Why L-Arginine Alone Falls Short
L-arginine is the direct precursor to nitric oxide, which makes it seem like the obvious supplement choice. But your digestive system works against you. Research in both humans and mice shows that about 70% of supplemental arginine gets extracted by the gut and liver on its first pass through the body. In humans, first-pass metabolism of arginine has been measured at 32% to 38% even at normal dietary protein levels, and this percentage climbs as you take more. One study found that increasing arginine supplementation didn’t meaningfully increase arginine availability in the bloodstream at all, because the gut and liver simply metabolized more of it.
This doesn’t mean L-arginine is useless. It clearly works in the combination with pine bark extract. But if you’re choosing a single ingredient, L-citrulline delivers more arginine to your bloodstream per gram consumed. Your kidneys convert circulating citrulline into arginine, bypassing the gut and liver entirely.
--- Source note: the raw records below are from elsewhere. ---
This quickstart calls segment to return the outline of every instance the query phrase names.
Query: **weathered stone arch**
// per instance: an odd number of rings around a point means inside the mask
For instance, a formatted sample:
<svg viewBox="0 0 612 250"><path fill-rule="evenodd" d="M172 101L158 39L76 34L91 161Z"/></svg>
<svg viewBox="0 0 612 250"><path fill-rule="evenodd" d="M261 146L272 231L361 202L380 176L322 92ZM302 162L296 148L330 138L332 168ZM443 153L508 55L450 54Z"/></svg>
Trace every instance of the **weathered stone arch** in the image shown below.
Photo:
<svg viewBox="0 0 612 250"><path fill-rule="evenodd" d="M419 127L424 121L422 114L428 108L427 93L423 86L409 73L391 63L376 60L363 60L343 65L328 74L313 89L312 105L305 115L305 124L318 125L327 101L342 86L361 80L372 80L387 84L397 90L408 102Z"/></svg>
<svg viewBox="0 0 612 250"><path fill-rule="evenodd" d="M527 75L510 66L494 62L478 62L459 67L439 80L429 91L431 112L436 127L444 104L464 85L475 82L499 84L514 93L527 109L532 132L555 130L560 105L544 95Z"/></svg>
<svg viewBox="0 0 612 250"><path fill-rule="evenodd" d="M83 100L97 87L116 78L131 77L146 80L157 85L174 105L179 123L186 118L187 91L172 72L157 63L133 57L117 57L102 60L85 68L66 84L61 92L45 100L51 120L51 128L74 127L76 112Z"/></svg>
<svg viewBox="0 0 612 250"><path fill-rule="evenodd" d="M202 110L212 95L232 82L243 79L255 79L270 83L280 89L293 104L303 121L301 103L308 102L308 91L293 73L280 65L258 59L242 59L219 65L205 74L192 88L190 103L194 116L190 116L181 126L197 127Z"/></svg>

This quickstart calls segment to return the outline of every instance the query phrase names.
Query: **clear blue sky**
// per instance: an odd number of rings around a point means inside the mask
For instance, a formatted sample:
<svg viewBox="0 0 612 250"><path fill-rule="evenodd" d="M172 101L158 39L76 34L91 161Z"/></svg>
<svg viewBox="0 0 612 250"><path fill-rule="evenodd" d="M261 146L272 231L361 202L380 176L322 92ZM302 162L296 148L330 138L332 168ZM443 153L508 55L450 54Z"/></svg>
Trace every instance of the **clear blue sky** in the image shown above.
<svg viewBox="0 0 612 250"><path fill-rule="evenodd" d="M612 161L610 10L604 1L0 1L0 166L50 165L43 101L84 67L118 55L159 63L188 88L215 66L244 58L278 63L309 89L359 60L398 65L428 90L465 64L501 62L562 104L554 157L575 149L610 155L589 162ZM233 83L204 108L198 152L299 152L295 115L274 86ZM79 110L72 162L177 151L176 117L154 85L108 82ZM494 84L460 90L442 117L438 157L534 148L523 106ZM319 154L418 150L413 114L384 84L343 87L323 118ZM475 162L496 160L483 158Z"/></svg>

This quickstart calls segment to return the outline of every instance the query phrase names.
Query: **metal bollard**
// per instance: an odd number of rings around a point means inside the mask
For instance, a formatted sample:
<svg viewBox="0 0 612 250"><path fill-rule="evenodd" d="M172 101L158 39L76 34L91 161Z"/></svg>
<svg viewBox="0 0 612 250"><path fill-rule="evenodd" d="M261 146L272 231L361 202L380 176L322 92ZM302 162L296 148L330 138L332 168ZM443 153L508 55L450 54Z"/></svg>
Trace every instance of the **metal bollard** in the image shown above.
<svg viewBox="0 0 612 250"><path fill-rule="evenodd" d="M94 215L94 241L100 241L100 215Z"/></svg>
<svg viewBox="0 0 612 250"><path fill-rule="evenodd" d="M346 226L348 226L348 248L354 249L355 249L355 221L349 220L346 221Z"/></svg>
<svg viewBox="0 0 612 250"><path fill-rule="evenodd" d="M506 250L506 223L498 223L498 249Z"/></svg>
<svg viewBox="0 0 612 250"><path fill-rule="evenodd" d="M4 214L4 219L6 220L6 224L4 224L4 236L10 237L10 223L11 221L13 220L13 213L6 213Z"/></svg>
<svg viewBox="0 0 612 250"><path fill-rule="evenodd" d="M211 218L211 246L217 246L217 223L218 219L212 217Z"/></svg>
What to Expect: Timeline and Side Effects
Vascular effects from nitric oxide supplementation can begin quickly. One study measuring blood vessel function found improvements in vascular compliance within 30 minutes of a single dose, with endothelial function improving within 4 hours. However, meaningful improvements in erectile function in clinical trials have been measured over one to two months of daily use. This isn’t the kind of supplement you take an hour before sex and expect results. Consistent daily supplementation builds up nitric oxide availability over time.
Side effects are generally mild. L-arginine can cause nausea, abdominal pain, diarrhea, and bloating, particularly at higher doses. L-citrulline tends to be better tolerated since it bypasses the gut metabolism that contributes to digestive issues. One specific caution with L-arginine: it may reactivate the herpes simplex virus, so if you have a history of cold sores or genital herpes, L-citrulline is the safer choice.
Important Drug Interactions
Nitric oxide supplements increase vasodilation, which means they lower blood pressure. If you take nitrate medications for chest pain or heart disease, adding a nitric oxide booster can cause a dangerous drop in blood pressure. The same risk applies if you combine these supplements with prescription ED drugs like sildenafil or tadalafil, since those medications also work through the nitric oxide pathway. Both PDE5 inhibitors and nitrates cause vasodilation, and stacking them with nitric oxide precursors compounds the effect. If you’re on blood pressure medications, particularly diuretics, the interaction is less dangerous but still worth monitoring.
Choosing the Right Supplement
For most men with mild ED who want a single-ingredient approach, L-citrulline at 1.5 grams daily is the best-supported option. It absorbs efficiently, has a favorable side effect profile, and has direct clinical trial evidence for erectile function.
If you prefer a combination product, L-arginine with Pycnogenol at the studied ratios (roughly 1.5 to 3 grams of L-arginine aspartate with 60 to 80 mg pine bark extract daily) has meta-analysis support across multiple sexual function outcomes. This approach may work better for men who want broader improvements in satisfaction and desire, not just erection hardness.
Supplements marketed as “nitric oxide boosters” often contain additional ingredients like beetroot extract, vitamin D, or folic acid. While these may support cardiovascular health generally, they haven’t been tested in rigorous ED-specific trials. Stick with the ingredients that have direct evidence, and be skeptical of proprietary blends that don’t disclose individual ingredient amounts on the label.